Causes of Impotence in Men

The Perfumed Garden

of the Shaykh Nefwazi

Translated by Sir Richard Burton


 

CHAPTER 15

Concerning the Causes of Impotence in Men

Know, O Vizir (God be good to you!), that there are men whose sperm is vitiated by the inborn coldness of their nature, by diseases of their organs, by purulent discharges, and by fevers. There are also men with the urinary canal in their verge deviating owing to a downward curve; the result of such conformation is that the seminal liquid cannot be ejected in a straight direction, but falls downwards.
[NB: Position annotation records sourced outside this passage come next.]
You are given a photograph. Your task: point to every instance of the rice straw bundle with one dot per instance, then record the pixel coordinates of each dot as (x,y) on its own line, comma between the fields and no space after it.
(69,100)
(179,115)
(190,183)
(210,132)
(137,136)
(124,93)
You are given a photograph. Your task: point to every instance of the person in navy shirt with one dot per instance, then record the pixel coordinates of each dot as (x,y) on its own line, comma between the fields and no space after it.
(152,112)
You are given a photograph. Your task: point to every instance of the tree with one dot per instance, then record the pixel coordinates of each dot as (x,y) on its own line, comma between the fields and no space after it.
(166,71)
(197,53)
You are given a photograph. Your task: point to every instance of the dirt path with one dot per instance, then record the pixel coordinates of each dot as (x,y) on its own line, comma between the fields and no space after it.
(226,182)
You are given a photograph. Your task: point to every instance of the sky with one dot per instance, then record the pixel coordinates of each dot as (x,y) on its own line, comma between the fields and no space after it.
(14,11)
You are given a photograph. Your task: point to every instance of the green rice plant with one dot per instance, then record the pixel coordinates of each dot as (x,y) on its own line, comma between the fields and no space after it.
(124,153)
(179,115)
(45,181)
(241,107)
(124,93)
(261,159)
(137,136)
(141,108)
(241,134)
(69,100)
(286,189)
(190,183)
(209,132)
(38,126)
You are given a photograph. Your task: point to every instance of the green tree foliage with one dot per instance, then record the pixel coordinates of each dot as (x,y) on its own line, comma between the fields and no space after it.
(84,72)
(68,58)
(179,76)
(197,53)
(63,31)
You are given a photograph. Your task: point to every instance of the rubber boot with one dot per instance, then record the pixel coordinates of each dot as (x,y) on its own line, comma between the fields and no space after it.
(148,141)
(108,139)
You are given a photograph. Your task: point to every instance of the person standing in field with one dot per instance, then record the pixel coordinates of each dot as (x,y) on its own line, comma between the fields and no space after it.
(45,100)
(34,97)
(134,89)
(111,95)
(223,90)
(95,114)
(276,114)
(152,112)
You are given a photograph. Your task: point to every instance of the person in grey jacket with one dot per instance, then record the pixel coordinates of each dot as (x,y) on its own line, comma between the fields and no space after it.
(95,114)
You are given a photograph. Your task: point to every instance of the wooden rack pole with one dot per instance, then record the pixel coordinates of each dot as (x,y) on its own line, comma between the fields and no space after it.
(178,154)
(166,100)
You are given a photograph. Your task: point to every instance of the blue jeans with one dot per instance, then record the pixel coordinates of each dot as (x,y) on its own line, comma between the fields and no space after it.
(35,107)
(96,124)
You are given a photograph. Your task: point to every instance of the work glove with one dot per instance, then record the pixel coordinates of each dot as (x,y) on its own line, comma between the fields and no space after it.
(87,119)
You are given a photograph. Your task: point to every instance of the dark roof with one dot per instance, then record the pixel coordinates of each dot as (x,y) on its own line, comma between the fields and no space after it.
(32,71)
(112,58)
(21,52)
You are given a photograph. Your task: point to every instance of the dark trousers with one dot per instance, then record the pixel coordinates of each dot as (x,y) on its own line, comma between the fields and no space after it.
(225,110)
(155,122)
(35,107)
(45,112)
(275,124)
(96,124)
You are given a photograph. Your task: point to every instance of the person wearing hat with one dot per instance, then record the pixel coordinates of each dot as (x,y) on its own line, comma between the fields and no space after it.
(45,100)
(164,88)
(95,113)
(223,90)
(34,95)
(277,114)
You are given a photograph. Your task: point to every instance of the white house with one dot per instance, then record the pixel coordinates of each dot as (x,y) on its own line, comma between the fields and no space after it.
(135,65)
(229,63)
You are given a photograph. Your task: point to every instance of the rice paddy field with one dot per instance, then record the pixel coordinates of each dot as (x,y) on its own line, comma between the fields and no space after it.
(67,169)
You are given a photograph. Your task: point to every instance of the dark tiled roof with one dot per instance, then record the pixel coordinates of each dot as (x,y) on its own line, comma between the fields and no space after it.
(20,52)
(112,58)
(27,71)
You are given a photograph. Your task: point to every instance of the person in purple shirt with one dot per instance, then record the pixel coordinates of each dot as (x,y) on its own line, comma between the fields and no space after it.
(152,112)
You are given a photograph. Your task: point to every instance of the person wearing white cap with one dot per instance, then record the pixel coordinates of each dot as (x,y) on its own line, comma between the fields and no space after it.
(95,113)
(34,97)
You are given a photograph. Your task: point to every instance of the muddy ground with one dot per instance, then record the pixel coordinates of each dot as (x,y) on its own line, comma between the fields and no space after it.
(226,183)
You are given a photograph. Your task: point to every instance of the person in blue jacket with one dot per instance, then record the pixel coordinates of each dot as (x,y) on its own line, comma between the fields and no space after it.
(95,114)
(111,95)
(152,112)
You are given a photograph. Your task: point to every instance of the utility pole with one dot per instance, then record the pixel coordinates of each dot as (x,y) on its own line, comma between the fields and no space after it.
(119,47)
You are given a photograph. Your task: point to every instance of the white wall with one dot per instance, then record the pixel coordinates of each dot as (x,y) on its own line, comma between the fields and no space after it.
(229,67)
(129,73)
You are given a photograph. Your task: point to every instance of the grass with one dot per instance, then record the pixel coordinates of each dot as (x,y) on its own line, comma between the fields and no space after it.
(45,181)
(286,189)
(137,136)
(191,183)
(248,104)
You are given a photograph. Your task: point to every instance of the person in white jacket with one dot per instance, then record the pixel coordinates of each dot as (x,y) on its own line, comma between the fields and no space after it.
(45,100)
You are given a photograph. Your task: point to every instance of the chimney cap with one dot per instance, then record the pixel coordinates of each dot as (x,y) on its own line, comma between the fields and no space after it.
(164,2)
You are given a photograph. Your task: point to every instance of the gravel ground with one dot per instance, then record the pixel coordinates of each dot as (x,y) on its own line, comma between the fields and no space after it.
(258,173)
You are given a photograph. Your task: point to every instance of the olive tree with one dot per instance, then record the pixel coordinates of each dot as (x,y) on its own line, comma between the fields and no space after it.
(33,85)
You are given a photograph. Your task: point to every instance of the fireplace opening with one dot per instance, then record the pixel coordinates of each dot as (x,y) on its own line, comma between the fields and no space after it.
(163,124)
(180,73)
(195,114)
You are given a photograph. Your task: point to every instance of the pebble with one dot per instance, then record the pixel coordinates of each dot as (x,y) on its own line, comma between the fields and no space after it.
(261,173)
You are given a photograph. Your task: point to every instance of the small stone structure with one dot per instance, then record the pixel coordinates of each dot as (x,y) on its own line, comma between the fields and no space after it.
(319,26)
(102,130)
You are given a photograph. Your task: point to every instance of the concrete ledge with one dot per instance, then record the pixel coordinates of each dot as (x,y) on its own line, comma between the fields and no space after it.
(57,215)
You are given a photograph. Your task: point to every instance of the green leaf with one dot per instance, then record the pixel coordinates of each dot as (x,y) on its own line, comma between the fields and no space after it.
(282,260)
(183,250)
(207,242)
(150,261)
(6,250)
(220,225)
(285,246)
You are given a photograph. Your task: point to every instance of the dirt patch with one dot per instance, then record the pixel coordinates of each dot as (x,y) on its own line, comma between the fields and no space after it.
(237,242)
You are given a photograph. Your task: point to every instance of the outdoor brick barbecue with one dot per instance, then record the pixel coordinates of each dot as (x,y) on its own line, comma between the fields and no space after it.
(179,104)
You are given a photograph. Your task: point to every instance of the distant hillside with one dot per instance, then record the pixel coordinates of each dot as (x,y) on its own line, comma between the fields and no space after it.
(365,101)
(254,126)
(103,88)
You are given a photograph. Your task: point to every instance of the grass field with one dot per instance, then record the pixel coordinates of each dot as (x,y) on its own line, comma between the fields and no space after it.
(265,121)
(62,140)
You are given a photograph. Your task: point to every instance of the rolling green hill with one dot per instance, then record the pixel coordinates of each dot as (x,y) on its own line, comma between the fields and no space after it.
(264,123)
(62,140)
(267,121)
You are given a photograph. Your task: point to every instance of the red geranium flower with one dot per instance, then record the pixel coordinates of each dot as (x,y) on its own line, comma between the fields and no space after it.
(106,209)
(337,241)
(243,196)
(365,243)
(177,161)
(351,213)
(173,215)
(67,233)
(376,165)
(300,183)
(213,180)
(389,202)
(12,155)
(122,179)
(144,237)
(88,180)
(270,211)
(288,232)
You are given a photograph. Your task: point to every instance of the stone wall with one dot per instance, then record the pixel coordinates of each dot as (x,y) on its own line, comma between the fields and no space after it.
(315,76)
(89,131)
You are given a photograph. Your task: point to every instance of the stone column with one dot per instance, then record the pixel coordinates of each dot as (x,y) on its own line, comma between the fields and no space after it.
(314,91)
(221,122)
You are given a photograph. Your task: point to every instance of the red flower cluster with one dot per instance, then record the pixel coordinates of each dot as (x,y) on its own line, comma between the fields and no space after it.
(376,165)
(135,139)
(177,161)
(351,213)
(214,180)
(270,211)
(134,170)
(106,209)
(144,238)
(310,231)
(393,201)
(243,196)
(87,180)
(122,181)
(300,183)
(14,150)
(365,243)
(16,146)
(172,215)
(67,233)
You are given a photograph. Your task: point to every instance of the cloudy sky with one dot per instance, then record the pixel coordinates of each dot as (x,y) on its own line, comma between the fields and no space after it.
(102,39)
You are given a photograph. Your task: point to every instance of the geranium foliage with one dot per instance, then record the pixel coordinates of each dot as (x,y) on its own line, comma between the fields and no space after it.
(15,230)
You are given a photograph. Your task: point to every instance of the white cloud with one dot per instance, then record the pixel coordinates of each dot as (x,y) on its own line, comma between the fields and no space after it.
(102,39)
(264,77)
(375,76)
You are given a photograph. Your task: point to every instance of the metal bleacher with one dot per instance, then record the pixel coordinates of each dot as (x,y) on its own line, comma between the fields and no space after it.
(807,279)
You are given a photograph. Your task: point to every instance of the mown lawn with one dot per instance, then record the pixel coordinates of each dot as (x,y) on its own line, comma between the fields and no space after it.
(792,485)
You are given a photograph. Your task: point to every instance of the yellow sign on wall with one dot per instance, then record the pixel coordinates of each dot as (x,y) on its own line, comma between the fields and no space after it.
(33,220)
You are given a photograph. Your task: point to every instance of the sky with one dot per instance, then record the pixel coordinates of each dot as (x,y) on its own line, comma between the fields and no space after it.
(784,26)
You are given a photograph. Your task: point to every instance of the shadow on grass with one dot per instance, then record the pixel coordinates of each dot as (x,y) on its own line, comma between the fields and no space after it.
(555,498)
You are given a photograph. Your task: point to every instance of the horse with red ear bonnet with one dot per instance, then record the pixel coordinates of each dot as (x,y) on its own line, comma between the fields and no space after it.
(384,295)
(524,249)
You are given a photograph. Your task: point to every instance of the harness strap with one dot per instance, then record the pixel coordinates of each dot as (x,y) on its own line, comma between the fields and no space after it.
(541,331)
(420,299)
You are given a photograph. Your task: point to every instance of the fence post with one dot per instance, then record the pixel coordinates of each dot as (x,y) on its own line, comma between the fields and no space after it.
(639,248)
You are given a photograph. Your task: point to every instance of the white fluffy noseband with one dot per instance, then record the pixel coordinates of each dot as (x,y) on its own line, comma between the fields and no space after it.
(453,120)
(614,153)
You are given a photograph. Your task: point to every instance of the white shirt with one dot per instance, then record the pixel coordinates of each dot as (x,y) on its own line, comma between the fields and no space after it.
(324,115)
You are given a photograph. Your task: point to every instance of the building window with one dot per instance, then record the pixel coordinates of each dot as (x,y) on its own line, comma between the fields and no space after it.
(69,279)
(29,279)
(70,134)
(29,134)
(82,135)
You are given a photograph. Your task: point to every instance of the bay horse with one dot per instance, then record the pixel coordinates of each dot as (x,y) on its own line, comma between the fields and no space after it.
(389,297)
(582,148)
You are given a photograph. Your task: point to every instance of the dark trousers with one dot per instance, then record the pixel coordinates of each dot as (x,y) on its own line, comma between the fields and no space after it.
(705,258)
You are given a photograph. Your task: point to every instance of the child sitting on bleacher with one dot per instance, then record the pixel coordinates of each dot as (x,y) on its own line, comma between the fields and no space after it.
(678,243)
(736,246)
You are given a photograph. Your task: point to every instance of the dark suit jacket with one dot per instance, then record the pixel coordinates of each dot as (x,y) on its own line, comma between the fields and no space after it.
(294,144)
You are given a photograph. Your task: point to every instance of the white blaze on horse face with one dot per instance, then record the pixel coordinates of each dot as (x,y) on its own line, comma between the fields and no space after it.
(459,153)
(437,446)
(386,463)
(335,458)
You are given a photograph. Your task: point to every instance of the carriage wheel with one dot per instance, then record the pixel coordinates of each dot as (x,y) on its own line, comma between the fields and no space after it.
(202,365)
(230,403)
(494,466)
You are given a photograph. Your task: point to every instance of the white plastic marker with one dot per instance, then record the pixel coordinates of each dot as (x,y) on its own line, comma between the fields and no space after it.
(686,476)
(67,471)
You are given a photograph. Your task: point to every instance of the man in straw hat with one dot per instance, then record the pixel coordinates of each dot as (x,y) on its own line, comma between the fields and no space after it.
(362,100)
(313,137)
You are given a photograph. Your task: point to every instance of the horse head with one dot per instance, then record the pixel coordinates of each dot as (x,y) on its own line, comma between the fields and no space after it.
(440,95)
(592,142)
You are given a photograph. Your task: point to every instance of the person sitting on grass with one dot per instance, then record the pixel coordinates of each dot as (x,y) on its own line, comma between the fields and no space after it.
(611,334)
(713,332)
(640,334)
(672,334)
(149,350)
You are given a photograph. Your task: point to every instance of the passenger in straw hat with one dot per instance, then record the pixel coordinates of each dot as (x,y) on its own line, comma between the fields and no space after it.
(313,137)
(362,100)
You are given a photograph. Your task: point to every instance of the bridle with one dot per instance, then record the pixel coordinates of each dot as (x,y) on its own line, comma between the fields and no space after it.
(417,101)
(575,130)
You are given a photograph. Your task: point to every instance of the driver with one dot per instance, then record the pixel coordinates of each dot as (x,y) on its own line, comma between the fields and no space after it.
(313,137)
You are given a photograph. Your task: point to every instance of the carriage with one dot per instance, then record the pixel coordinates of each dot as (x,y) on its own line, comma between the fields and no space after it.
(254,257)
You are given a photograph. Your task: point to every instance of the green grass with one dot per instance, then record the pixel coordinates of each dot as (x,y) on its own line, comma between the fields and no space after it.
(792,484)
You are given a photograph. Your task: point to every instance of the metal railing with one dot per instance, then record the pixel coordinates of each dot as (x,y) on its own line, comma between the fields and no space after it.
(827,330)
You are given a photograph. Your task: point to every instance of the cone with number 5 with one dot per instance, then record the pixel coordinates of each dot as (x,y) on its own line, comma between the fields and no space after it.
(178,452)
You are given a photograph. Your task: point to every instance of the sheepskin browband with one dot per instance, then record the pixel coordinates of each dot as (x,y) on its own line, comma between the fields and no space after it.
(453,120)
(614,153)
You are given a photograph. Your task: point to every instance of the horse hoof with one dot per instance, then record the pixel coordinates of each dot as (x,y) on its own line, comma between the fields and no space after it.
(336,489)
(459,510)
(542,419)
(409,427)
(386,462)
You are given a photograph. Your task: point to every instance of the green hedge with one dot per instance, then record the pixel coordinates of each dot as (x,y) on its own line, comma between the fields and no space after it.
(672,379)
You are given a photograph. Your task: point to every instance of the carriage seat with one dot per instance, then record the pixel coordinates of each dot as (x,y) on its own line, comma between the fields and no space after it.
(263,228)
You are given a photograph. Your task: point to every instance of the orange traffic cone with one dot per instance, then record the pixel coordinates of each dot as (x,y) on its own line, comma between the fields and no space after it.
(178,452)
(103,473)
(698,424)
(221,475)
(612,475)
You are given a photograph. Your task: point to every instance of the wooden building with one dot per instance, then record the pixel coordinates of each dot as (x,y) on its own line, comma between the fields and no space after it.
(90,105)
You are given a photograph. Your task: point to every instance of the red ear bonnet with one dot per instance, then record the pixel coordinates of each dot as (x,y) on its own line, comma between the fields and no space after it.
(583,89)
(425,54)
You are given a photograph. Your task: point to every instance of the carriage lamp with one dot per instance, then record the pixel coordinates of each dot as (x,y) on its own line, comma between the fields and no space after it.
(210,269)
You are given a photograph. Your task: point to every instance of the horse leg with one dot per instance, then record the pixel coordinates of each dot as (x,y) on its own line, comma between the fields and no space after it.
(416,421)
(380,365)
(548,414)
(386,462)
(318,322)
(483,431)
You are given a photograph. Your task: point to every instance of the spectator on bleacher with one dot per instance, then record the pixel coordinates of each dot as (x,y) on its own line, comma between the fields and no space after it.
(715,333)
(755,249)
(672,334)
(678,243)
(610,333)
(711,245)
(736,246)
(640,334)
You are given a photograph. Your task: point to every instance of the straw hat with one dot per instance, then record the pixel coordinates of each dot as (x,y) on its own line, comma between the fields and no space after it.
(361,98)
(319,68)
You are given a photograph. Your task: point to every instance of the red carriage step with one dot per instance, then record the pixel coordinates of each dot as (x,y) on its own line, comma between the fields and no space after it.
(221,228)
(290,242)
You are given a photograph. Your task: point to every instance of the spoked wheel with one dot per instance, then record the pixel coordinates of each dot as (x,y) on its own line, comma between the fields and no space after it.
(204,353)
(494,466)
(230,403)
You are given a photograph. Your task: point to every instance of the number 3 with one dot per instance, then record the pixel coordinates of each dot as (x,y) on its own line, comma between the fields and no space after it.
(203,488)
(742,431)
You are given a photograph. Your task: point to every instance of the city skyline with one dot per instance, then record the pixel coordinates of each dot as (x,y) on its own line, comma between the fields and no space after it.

Other men have the member too short or too small to reach the neck of the matrix, or their bladder is ulcerated, or they are affected by other mixtures, which prevent them from coition.

Finally, there are men who arrive quicker at the crisis than women, in consequence of which the two emissions are not simultaneous; there is in such cases no conception.

All these circumstances serve to explain the absence of conception in women; but the principal cause of all is the shortness of the virile member.

As another cause of impotence may be regarded the sudden transmission from hot to cold, and vice versa, and a great number of analogous reasons.

Men whose impotence is due either to the corruption of their sperm owing to their cold nature, or to maladies of the organs, or to discharges or fevers and similar ills, or to their excessive promptness in ejaculation, can be cured. They should eat stimulant pastry containing honey, ginger, pyrether, syrup of vinegar, hellebore, garlic, cinnamon, nutmeg, cardamoms, sparrows’ tongues, Chinese cinnamon, long pepper, and other spices. They will be cured by using them.

As to the other afflictions which we have indicated–the curvature of the urethra, the small dimensions of the virile member, ulcers on the bladder, and the other infirmities which are adverse to coition–God only can cure them.